NUR-SULTAN (TCA) — Dozens of Kazakh opposition and civil rights activists have gathered in the center of the capital, Nur-Sultan, and the country’s biggest city, Almaty, to call for more rights and demand that all political prisoners be released, RFE/RL’s Kazakh Service reports.
More than 100 people are protesting in Almaty and dozens more in Nur-Sultan on December 16, Kazakhstan’s Independence Day.
The date also coincides with the 33rd anniversary of mass anti-Soviet demonstrations in Kazakhstan’s former capital, Almaty, and the eighth anniversary of a deadly police crackdown against protests by oil workers in the southwestern town of Zhanaozen.
The protesters in Almaty and Nur-Sultan chanted slogans such as, “Wake up, Kazakhstan.”
Local officials called on the demonstrators to stop the rallies, saying they were unsanctioned.

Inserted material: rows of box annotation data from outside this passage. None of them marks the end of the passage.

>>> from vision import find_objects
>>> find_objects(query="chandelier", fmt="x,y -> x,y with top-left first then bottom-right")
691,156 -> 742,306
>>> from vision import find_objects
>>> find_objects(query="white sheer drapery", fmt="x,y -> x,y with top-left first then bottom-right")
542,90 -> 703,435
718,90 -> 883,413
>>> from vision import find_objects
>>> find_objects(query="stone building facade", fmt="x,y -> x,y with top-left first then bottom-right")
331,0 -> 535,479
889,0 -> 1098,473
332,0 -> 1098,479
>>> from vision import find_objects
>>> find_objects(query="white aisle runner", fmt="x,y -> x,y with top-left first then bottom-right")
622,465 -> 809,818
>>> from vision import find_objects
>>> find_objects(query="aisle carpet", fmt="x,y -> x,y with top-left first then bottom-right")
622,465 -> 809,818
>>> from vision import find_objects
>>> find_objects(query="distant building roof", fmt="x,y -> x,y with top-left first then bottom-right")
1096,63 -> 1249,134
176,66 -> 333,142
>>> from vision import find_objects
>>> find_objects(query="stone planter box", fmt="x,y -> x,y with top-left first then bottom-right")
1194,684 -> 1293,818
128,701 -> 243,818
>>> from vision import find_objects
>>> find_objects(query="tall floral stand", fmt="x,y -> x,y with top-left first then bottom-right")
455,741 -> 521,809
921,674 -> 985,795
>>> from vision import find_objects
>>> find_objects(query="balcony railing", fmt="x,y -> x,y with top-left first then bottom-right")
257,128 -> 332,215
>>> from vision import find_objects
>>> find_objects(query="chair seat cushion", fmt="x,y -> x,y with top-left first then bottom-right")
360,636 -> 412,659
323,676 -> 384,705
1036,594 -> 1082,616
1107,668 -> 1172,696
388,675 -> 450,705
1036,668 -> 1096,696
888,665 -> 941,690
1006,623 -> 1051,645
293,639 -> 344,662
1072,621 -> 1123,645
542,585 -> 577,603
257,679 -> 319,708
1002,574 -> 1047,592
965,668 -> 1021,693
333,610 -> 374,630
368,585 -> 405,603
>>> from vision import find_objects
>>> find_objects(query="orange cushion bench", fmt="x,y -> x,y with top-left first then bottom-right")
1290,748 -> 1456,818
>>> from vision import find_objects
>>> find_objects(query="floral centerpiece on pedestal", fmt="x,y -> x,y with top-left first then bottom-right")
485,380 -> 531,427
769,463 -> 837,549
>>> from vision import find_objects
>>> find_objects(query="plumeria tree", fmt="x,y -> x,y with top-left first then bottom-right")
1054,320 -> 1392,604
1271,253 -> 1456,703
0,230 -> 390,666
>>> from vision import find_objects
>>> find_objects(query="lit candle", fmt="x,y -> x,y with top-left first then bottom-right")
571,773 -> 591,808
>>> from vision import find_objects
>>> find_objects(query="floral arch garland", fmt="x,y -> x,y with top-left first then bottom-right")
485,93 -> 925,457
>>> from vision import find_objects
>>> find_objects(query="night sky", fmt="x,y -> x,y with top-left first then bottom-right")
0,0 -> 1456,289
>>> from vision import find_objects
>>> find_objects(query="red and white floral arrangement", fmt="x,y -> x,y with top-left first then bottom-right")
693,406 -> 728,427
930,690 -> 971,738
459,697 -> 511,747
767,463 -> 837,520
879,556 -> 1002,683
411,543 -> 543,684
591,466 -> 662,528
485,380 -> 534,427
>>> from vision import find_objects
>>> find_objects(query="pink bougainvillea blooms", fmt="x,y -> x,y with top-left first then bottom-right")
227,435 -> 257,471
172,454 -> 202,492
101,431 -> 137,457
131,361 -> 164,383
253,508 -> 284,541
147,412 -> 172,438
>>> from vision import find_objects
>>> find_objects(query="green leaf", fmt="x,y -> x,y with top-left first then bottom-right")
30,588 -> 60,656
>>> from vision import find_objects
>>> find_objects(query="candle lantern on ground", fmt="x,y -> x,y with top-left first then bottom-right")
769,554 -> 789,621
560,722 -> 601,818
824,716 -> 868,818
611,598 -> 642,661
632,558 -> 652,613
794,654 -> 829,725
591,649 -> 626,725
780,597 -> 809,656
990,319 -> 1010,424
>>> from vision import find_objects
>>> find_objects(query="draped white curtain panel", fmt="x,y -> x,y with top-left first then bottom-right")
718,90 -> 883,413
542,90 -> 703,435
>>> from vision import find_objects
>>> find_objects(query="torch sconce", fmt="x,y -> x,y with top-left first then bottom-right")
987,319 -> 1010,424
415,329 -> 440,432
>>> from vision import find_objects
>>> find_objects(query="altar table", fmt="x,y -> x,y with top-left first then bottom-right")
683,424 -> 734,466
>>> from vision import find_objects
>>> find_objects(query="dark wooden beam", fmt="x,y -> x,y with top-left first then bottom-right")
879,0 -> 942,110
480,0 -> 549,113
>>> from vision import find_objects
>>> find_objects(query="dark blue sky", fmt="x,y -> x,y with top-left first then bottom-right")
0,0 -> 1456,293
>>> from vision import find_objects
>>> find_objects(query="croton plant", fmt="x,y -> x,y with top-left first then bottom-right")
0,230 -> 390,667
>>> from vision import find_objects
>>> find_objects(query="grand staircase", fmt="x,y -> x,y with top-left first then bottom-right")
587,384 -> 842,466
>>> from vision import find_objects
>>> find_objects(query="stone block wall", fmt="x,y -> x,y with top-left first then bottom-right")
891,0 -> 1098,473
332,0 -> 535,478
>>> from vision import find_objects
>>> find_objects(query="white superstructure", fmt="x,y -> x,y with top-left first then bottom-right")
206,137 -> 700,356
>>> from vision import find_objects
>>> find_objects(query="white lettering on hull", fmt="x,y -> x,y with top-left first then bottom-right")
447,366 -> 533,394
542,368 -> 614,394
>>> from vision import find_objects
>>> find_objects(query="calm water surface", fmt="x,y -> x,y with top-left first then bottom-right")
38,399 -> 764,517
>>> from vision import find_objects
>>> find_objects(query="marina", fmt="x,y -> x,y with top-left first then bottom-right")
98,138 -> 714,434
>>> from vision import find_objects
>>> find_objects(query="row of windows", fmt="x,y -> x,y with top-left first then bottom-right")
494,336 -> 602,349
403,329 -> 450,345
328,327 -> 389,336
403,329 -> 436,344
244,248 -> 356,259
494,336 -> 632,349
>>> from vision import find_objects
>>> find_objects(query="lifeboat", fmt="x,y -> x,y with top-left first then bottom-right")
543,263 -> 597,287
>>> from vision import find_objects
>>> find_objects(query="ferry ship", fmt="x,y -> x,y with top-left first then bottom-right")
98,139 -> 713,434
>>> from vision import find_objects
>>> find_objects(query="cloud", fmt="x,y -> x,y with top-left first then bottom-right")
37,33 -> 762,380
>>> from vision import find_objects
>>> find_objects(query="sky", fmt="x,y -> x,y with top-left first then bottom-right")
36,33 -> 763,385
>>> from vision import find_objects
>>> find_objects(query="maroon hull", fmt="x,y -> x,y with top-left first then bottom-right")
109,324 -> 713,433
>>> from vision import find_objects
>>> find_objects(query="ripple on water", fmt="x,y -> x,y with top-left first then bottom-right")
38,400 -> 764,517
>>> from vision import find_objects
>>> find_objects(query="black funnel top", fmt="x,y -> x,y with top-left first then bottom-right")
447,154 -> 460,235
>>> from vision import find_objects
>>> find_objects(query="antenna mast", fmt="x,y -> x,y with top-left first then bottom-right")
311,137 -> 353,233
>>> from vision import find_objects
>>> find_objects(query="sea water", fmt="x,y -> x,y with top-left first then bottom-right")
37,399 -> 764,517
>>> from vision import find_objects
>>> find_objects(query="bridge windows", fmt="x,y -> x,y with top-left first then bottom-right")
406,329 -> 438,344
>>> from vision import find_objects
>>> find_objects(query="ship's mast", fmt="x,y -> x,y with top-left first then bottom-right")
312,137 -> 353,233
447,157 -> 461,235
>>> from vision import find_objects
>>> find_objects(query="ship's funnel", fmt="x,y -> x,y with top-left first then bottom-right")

About a dozen people, including journalists, were detained by police across Kazakhstan ahead of the demonstrations.
The opposition Democratic Choice of Kazakhstan (DVK) movement established by Mukhtar Ablyazov, a fugitive tycoon and opposition politician, had announced plans to organize rallies in the two cities and elsewhere in Kazakhstan.
A court in Kazakhstan has banned the DVK movement, branding it an extremist organization.